L'abolizione del sacrificio di cui parla Daniele può essere intesa quindi non solo come proibizione di celebrarlo - ad esempio vietando la Messa cattolica - ma anche, in modo più subdolo ma non meno terribile, come un suo annullamento, ottenuto pervertendo l'intenzione del celebrante.

La cosa è gravissima. E quando si sente Bergoglio che, parlando dei poveri, li chiama "carne e corpo di Cristo", non si può non sentire l'eco di questa concezione, mutuata dai movimenti carismatici di cui egli, assieme a Cantalamessa, è sostenitore. Parole che trovano inquietante conferma anche nel discorso che ha tenuto al tempio luterano di Roma:

Ma mi diceva un pastore amico: Noi crediamo che il Signore è presente lì.

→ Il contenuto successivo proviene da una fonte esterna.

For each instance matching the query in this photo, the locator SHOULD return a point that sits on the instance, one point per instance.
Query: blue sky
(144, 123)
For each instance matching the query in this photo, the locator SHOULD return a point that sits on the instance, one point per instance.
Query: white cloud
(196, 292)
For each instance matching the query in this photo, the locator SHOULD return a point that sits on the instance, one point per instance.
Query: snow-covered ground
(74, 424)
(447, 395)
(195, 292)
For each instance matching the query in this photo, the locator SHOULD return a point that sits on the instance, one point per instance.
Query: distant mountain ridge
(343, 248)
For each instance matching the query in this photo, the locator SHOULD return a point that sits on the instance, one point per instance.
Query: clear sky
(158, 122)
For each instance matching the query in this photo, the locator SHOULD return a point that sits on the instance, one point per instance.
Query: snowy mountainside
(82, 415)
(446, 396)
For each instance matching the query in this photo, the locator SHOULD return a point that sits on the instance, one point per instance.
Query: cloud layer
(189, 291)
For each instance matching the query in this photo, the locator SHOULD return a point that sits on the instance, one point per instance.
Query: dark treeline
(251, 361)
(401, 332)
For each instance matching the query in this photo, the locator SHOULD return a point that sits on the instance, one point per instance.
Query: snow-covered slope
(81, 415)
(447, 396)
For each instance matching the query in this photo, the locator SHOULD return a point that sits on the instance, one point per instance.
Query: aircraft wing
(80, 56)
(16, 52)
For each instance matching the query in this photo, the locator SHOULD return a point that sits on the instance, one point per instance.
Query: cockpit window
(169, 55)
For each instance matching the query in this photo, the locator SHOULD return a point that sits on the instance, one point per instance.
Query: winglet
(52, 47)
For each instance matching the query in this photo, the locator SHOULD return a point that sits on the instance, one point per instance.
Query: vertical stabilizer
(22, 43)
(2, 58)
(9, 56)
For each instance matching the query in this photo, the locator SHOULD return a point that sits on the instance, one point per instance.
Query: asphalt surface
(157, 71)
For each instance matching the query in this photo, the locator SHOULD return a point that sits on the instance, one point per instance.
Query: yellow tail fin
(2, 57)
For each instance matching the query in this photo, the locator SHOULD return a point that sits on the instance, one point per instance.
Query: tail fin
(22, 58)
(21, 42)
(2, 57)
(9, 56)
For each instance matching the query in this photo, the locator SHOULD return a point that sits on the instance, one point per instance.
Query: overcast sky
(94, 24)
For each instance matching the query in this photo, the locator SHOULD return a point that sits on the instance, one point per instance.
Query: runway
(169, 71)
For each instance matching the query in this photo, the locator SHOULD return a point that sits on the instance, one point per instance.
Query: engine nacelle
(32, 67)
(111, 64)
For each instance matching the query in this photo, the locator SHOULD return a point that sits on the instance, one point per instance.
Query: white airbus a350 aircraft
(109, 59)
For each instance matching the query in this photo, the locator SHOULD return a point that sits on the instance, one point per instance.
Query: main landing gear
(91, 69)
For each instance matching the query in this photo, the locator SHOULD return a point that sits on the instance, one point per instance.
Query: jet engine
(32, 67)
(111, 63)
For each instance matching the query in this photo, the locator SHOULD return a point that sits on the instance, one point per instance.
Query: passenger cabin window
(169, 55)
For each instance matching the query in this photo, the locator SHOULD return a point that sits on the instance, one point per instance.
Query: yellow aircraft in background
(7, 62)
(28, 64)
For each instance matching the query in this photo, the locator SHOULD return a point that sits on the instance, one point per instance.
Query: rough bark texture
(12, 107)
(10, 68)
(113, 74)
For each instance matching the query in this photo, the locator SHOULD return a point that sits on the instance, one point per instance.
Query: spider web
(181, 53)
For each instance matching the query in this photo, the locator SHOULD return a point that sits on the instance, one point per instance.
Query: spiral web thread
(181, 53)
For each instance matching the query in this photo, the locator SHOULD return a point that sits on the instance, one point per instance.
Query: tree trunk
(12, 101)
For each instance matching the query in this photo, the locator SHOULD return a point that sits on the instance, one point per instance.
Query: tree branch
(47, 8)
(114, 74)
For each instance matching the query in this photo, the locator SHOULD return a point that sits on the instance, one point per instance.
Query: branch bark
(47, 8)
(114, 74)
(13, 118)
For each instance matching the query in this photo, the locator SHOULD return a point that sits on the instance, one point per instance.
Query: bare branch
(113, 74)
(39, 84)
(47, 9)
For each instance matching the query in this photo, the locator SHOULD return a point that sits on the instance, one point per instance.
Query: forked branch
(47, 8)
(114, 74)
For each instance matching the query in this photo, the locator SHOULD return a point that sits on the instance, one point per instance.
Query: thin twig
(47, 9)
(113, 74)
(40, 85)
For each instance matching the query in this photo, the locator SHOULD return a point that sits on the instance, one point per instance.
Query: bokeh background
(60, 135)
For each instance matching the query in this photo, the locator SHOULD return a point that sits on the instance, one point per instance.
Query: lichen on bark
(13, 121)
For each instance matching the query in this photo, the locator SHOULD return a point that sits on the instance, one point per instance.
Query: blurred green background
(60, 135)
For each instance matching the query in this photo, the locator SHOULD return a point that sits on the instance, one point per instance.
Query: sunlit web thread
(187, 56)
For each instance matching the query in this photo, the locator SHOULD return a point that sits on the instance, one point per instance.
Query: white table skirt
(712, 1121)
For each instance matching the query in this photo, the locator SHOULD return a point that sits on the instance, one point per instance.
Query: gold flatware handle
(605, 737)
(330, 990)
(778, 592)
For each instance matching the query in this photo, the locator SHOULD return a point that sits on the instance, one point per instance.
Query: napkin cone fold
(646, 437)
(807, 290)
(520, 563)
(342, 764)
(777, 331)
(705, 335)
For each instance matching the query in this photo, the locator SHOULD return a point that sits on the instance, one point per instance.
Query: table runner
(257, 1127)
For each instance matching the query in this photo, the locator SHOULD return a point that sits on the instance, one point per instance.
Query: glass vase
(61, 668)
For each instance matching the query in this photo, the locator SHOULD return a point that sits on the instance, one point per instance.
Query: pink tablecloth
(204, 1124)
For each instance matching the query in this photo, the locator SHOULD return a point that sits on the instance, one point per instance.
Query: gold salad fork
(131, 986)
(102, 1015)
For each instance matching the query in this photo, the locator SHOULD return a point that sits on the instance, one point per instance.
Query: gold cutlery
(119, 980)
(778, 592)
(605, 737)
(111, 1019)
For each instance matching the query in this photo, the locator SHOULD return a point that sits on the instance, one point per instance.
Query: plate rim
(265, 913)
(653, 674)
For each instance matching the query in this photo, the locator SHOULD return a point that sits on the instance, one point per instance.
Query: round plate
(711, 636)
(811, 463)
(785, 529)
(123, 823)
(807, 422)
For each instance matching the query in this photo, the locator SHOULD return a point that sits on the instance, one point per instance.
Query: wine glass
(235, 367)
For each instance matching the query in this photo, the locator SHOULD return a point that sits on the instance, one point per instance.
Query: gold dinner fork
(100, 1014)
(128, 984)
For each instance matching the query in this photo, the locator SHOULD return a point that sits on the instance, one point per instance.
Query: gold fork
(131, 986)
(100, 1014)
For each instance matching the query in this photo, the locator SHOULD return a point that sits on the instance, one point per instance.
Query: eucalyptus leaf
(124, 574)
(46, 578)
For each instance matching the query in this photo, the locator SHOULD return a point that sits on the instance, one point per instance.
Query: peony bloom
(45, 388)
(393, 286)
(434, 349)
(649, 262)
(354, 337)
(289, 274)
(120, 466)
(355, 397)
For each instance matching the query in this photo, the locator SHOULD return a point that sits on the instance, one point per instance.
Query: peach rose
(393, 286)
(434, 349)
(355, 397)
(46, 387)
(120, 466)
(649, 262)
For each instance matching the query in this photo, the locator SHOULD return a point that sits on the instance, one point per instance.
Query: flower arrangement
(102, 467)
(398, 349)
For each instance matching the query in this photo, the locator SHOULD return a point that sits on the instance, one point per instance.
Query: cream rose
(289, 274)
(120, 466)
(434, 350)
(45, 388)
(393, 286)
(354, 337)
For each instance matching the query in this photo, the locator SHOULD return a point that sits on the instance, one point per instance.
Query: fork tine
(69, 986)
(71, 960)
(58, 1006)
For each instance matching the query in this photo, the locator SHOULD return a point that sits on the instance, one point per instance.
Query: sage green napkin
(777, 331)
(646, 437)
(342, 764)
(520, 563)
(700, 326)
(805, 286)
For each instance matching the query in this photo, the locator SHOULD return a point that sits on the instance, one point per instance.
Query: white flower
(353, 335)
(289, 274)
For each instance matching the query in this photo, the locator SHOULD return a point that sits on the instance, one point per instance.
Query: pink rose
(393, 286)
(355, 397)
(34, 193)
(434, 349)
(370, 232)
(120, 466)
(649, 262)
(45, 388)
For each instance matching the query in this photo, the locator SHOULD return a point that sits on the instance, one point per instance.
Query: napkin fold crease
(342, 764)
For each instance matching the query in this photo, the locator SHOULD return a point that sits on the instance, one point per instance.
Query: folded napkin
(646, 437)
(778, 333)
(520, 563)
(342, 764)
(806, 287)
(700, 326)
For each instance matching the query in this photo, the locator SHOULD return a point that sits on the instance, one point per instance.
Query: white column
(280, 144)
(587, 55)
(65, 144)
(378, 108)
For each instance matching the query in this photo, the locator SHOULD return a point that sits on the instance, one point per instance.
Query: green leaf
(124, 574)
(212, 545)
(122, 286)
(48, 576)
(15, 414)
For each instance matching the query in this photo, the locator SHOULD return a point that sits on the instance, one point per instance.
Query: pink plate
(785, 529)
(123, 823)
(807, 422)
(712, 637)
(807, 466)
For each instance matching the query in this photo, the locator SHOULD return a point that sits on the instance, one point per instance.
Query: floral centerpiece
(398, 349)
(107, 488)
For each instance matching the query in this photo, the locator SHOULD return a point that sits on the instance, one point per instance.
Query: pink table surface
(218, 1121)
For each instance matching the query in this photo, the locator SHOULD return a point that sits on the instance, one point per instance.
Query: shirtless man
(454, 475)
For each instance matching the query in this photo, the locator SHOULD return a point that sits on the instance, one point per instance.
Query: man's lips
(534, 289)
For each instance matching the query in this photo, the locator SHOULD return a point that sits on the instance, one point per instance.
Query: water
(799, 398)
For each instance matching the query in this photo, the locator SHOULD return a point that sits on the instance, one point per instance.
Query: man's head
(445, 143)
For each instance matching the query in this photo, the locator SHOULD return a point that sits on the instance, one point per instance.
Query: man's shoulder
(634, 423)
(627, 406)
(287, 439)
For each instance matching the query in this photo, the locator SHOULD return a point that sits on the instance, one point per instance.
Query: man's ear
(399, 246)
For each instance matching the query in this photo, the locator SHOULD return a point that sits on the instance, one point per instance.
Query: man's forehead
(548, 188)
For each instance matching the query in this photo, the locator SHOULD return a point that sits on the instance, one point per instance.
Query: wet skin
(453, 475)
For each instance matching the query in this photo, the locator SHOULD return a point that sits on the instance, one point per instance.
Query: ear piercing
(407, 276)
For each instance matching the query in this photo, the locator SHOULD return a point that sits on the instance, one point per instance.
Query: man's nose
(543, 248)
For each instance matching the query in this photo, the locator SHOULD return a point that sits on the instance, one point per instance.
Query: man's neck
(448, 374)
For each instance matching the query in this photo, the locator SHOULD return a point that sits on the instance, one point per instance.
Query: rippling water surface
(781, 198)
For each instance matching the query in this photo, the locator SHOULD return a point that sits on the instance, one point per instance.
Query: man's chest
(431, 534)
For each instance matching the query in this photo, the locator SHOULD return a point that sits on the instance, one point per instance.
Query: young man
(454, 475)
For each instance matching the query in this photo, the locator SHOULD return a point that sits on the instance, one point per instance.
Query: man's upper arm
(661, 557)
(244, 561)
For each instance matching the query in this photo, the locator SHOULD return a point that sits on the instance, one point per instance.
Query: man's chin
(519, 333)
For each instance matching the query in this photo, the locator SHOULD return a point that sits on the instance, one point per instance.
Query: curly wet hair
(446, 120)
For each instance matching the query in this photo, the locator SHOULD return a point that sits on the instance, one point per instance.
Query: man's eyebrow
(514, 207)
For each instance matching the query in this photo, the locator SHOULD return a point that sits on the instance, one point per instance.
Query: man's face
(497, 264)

È presente. Voi credete che il Signore è presente. E qual è la differenza? – Eh, sono le spiegazioni, le interpretazioni… Lascio la domanda ai teologi, a quelli che capiscono. Soprattutto davanti a un teologo come il cardinale Kasper.

La presenza di Cantalamessa al sinodo anglicano - i cui ministri negano la presenza reale e il valore sacrificale della Messa - non è quindi casuale.